以前、何処かの中学校の部活でミスをした女生徒に、コーチが罰として服を脱ぐことを強要した事件がありました。
このコーチは、単なる変質者であり、女子中学生のパンツを脱がせたいのは個人的な趣味の問題です。
こいつがクソだということは、リアルタイムで判ることです。
極論ですが、魔女狩りの審問官の行為も、この変態コーチをスケールアップしたものでしかありません。
なのに、こちらは神の名の下に正当化されてしまいます。
舞台を見ていて、大好きなコミック『デビルマン』のある場面を思い出しました。
この作品では、デーモン一族の存在を知った人類が悪魔狩り特捜隊を組織して、人間に紛れ込んだ悪魔を見つけだして殺そうとします。
お世話になった牧村夫妻が彼等に捕らえられたと報告を受けた主人公の不動明は、仲間のデビルマン達と特捜隊本部を襲撃します。
最期に残った特捜隊の幹部らしき男達は、不動明に訴えます。
自分達は悪魔を殺してはいない。多勢捕まえてきて殺したけれど、結局皆んな人間だったんだ。お前の仲間を殺してないから、どうか助けて欲しいと。
彼等は激怒した不動明に焼き殺され、この後一連の事件で人間に絶望した彼は、自分も最初は人間でありながら、向こう側へと行ってしまいます。
まぁ、話しがそれた上に長くなりましたが。
この物語は、結局人間同士が殺し合い。
もしも、本当に魔女がいたとしたら、このような愚かな審問官には到底捕らえることすら出来なかったのではないでしょうか?

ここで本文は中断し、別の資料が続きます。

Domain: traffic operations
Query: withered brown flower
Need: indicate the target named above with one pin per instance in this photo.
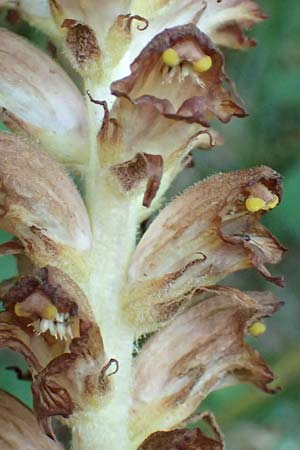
(198, 239)
(153, 80)
(47, 318)
(199, 351)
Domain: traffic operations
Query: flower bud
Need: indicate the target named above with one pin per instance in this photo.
(38, 98)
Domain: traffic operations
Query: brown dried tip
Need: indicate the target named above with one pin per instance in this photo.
(185, 84)
(95, 37)
(201, 237)
(82, 42)
(48, 320)
(180, 440)
(19, 428)
(198, 352)
(143, 167)
(40, 204)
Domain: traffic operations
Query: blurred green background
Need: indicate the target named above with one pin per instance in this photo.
(268, 79)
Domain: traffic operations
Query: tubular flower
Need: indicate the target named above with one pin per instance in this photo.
(175, 104)
(180, 439)
(202, 236)
(46, 104)
(199, 351)
(47, 318)
(41, 206)
(153, 80)
(19, 428)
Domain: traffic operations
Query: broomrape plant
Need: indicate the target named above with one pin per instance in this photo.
(152, 79)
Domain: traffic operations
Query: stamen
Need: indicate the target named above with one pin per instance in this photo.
(272, 203)
(257, 329)
(170, 57)
(254, 204)
(20, 311)
(50, 312)
(202, 64)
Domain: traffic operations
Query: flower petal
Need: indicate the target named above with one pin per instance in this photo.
(183, 439)
(19, 428)
(198, 352)
(181, 90)
(48, 319)
(198, 239)
(38, 98)
(40, 204)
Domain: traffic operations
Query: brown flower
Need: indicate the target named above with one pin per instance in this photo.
(19, 428)
(96, 33)
(183, 439)
(181, 73)
(47, 318)
(41, 206)
(202, 236)
(199, 351)
(38, 98)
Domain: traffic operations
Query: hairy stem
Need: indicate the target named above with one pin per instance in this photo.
(104, 424)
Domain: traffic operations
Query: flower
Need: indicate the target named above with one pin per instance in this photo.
(153, 81)
(38, 98)
(42, 207)
(198, 239)
(184, 439)
(48, 320)
(198, 352)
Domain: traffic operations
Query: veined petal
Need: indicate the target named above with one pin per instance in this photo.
(202, 236)
(48, 319)
(37, 97)
(183, 89)
(198, 352)
(20, 429)
(41, 205)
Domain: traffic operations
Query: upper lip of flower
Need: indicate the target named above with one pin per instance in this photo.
(198, 351)
(198, 93)
(198, 239)
(33, 307)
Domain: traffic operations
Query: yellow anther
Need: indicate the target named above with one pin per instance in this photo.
(202, 64)
(257, 329)
(20, 311)
(272, 203)
(50, 312)
(254, 204)
(170, 57)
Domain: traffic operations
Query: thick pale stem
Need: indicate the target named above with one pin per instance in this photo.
(104, 424)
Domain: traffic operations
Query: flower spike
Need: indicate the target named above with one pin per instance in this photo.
(198, 239)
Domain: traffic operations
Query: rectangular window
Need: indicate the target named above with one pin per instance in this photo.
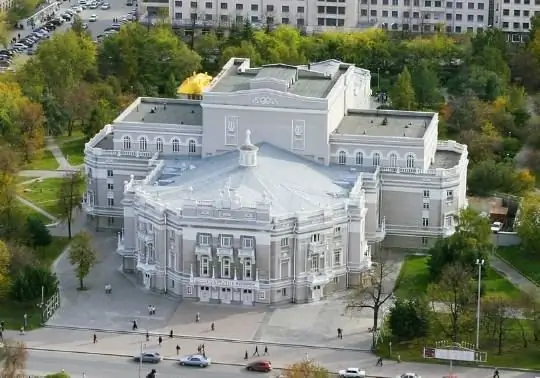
(204, 239)
(226, 241)
(247, 269)
(337, 257)
(247, 242)
(226, 268)
(205, 267)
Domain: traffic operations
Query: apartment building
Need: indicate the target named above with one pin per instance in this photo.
(276, 186)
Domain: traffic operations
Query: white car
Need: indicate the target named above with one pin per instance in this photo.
(352, 373)
(496, 227)
(409, 375)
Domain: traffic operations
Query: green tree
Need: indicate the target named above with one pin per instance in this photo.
(402, 93)
(27, 284)
(69, 197)
(528, 227)
(82, 256)
(426, 87)
(409, 319)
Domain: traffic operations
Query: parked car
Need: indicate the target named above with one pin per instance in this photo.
(151, 357)
(496, 227)
(352, 373)
(195, 360)
(263, 366)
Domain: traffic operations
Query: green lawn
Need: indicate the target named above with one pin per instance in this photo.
(527, 263)
(73, 147)
(12, 312)
(413, 280)
(42, 193)
(46, 163)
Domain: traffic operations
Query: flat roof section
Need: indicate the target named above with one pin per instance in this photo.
(308, 83)
(106, 143)
(391, 125)
(171, 113)
(445, 159)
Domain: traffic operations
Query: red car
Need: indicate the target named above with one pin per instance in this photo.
(261, 365)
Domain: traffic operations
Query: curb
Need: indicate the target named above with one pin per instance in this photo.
(208, 338)
(164, 359)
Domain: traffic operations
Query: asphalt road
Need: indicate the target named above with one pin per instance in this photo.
(42, 363)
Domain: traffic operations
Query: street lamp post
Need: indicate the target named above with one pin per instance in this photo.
(480, 263)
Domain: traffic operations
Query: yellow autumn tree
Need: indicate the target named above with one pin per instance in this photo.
(306, 369)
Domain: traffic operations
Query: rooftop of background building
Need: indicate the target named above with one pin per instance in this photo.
(313, 80)
(385, 124)
(154, 110)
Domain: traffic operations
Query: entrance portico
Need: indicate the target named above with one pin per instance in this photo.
(226, 290)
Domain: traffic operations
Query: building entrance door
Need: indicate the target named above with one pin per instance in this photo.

そして、人間を嘲笑うか、あるいは少しは憐れんでくれたでしょうか?
このシリーズが、正常と異常の境界線を描くものだとしたら、今作は神の名の下に境界を越えた人々の物語でしょう。
今度は実写版『デビルマン』から台詞を引用するなら、
「愚かな生き物よ。
神は居たか?」
第3話は、向こう側の世界。
短編集の中でも、特に短い物語。
ミサを行う者達と、第2話の審問官達の姿に違いは感じられないまま。